Absent any moves in this direction we would most likely see a period of UN sanctions that would free the Iranian hand, initially invigorate the population, and most likely speed up development with the aim of providing a fait accompli to the Security Council and then seeking an accomodation like those offered India, Pakistan, and Israel.
If the Bush Administration holds to the line that Iran abandon all of its plans for nuclear power, Iran will face a future a few decades out in which all of it's oil will be needed for domestic consumption, and it's already decreasing GDP/capita figures will really hit the basement. That's structural economic suicide for the Iranians (not that the Theocracy hasn't speeded them on their way.) Such a strong demand sets us up for a confrontation for I can't see the Iranians slitting their own throats.

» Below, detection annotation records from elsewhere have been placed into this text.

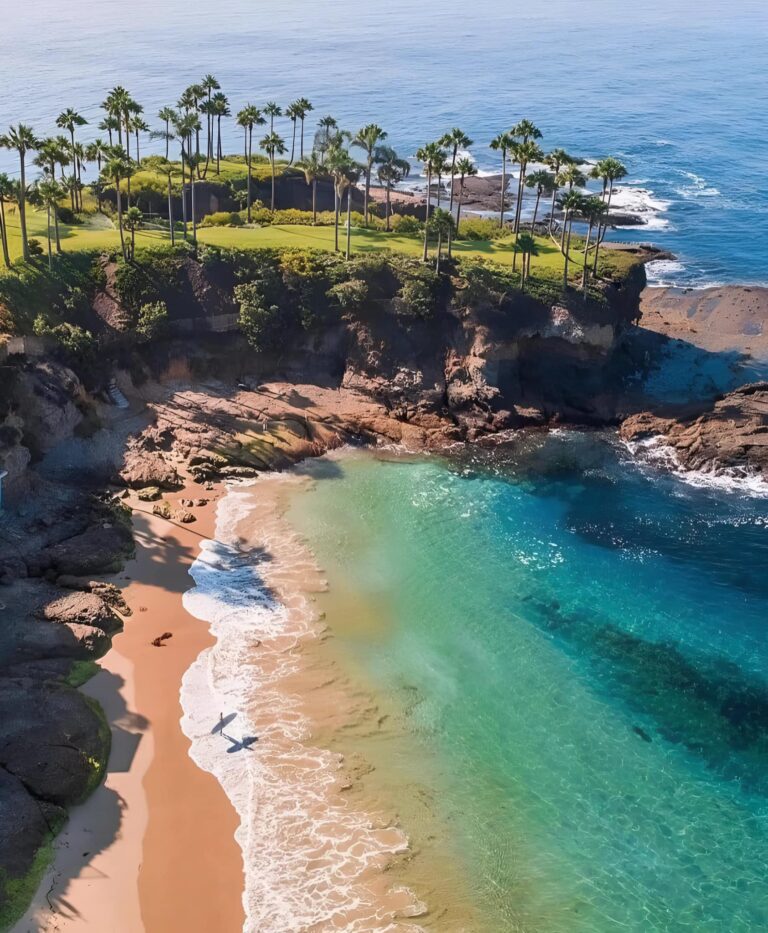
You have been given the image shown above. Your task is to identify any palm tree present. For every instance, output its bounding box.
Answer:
[173,108,200,240]
[325,143,355,253]
[432,151,448,207]
[159,107,176,159]
[555,162,587,252]
[296,151,323,226]
[298,97,315,159]
[103,156,131,260]
[0,123,38,259]
[514,143,544,234]
[374,146,411,232]
[352,123,387,226]
[33,175,64,269]
[237,104,267,223]
[580,195,608,297]
[213,91,232,175]
[560,191,584,289]
[590,156,627,275]
[0,172,17,266]
[98,114,120,146]
[515,233,538,291]
[416,143,443,262]
[440,126,473,213]
[285,100,301,165]
[123,207,144,259]
[259,133,288,211]
[456,156,477,236]
[428,207,454,272]
[314,116,339,163]
[200,75,221,163]
[490,133,515,228]
[544,149,576,234]
[264,100,283,133]
[130,114,149,165]
[525,169,555,235]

Perhaps a more fruitful path can be followed by the US adopting a strategy of stalling Iranian progress while at the same time massively undermining the Iranian government. During the run-up to the Iraq War we were able to buy off Iraqi generals and other top officers. What we need is a regime change in Iran, a popular uprising and we need to provide the incentives (bribes) to initiate the process. Further, if the Mullahs are deposed, we need to provide favorable trade terms, or even trade assistance, so that the Iranians can diversify their economy away from oil and link the aid and cooperation to the importing of the nuclear fuel and the complete abandonment of the fuel cycle infrastructure. Afterall, when Iran was under the rule of the Shah, we had no issues with the prospect of 20 nuclear plants operating within Iran.
The Iranian nuclear problem really lies with the Mullah's weapons ambitions and what they will do with the bomb considering their biligerant foreign policy and active sponsorship of terrorism. The power plants are inevitable and if we demand their abandonment then we're on the path to war. We need to surgically target the real problem - the Mullahs.